Tramita na Câmara Federal o Projeto de Lei n.º 5.022/16, de autoria do deputado Marcos Rotta (PMDB-AM), o qual propõe a proibição da cobrança de consumação mínima em bares, casas noturnas, restaurantes e boates em todo o território nacional. Segundo o parlamentar, a conduta, cada vez mais frequente, vem causando transtornos aos consumidores e precisa ser combatida. 
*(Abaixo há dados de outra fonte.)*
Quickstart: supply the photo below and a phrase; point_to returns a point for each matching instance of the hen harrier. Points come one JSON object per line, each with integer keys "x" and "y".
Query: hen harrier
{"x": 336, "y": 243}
Sinceramente, sou contra o projeto. Pois, como se sabe, a imposição de consumação mínima já é ilegal pela legislação vigente. De acordo com o artigo 39, inciso I, do Código de Defesa do Consumidor (CDC), é considerada uma prática abusiva "condicionar o fornecimento de produto ou de serviço ao fornecimento de outro produto ou serviço, bem como, sem justa causa, a limites quantitativos". Logo, se uma discoteca, por exemplo, exige que o cliente seja obrigado a gastar um valor mínimo para usufruir do conjunto dos serviços prestados pelo estabelecimento, estaria violando a norma geral por querer obrigar a pessoa a pagar por algo não consumido, o que caracteriza um inegável excesso e enriquecimento sem causa.

Certamente que para combater tal ilícito é preciso haver uma ou mais penas para o descumprimento da norma já que a proibição vem sendo ignorada. Porém, se refletirmos acerca do que propõe o projeto, o seu texto diz que, nessa hipótese, será aplicada a multa já prevista no artigo 56 do CDC. Ou seja, a proposição não altera em nada a penalidade pecuniária existente, sendo que a norma específica ainda pode gerar uma indesejada controvérsia interpretativa no caso da fiscalização querer se utilizar de outros instrumentos punitivos definidos na lei geral. Exemplificando, se o órgão de defesa do consumidor local resolver que só o estabelecimento de multas não está funcionando e que precisa de uma outra medida mais severa prevista no código, tipo as dos incisos VI a XII, do referido dispositivo, um bom advogado contratado pela empresa certamente vai questionar a pena, alegando que a norma específica, e não a lei geral, é que deve ser observada.

Por outro lado, exigir que todos os estabelecimentos afetados fiquem obrigados a colocar em local de fácil visualização que não realizam a cobrança de consumação mínima, torna-se um peso excessivo para o comerciante que jamais se utilizou de tal prática. Pois só seria justificável uma medida dessas na hipótese de penalidade imposta pelo órgão de defesa do consumidor a uma empresa que seja reincidente na conduta errada, o que funcionaria analogamente à contrapropaganda (art. 56, XII do CDC). Mesmo assim teria que ser algo temporário.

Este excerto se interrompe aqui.